The Facts about Driver Distraction

July 24, 2014

Driving is one of the most dangerous things that people do almost every day and often without even thinking about it. The power a car has and the potential damage it can cause are rarely more than a passing concern for most drivers as the act of driving has become habit. Concentration though should be the prevalent force whenever you’re behind the wheel. Drivers who try to divide their attention or allow themselves to be distracted are at high risk of being involved in a serious accident.

A study carried out by the National Highway Traffic Safety Administration found that 22% of crashes could be caused by driver distraction and it also showed drivers who tries to carry out a secondary task whilst behind the wheel were up to three times more likely to crash.

Brake and Direct Line have also carried out research which shows that the more complex the task, the higher the risk with drivers regularly putting themselves in danger through using hands-free phones, texting, using social media, eating, drinking or even setting the satnav or other in-car devices. Most drivers are also unable to measure the level of distraction they’re suffering until it is too late and American research has also found that 98% of drivers are unable to divide their attention without a marked deterioration in their driving performance.

Driver Distraction

Types of Driver Distraction

The Royal Society for the Prevention of Accidents divide distraction types into four categories:

  • Auditory – when a sound distracts the driver from making good use of their hearing for driving purposes
  • Cognitive – when the driver is focused on something mentally that isn’t the task of driving the vehicle
  • Visual – when the driver sees an object or person that takes their eyes away from the driving environment and road ahead
  • Biomechanical – when a driver is doing something physical which means they’re not focused on the road, such as holding an item or reaching for something

Though some of these types of distraction are more difficult to prove than others they can all be used positively in a case to find a driver negligent where a compensation claim has been raised. You don’t want to be that driver who knows they weren’t focusing on the road and therefore all devices and elements which could be distracting should be out of reach.

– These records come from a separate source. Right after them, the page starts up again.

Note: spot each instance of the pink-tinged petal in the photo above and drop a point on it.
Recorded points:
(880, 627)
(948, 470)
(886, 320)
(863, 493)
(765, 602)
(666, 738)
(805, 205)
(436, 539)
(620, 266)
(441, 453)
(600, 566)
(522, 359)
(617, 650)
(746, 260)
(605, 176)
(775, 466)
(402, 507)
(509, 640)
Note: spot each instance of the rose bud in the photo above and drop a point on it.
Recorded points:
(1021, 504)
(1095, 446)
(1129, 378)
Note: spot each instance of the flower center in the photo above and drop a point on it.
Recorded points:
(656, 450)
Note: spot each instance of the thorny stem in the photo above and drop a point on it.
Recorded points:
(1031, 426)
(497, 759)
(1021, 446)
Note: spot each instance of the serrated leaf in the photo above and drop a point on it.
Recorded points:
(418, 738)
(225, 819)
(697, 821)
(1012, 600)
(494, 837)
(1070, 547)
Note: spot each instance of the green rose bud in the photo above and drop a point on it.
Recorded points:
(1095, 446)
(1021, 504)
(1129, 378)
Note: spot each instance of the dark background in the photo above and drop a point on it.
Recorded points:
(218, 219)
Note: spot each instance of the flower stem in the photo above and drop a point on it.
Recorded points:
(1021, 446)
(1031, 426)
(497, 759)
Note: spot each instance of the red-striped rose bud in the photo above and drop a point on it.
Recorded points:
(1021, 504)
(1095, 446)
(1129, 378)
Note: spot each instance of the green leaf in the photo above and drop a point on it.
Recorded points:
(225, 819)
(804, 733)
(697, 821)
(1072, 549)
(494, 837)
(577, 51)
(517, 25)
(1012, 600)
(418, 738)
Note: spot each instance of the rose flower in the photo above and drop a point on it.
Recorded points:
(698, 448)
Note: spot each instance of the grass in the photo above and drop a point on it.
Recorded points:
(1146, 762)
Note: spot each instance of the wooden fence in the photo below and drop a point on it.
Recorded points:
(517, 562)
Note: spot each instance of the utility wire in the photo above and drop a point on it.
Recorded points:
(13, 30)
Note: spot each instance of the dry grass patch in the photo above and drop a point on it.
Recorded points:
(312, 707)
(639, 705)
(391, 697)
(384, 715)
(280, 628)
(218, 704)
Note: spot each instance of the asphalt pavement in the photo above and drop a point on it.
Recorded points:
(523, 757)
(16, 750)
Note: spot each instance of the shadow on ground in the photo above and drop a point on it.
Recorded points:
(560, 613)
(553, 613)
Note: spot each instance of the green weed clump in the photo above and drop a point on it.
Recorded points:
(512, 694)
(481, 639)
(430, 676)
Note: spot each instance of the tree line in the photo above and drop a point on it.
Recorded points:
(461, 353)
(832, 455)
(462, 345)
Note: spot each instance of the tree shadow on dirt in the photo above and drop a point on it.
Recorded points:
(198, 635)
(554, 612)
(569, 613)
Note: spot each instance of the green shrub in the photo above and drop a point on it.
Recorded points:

Distractions can be other things such as children or passengers but where the behaviour is intrusive, parking up sensibly is the best option rather than risking all your lives and the lives of other road users.

Many road traffic accidents result in one party claiming for compensation and in many instances the statement that ‘I just didn’t see them’ is down to driver distraction and puts the negligent party in a difficult position. A professional personal injury solicitor will assess all evidence and ensure that the maximum compensation is paid to their clients, where negligence of the other party can be proven.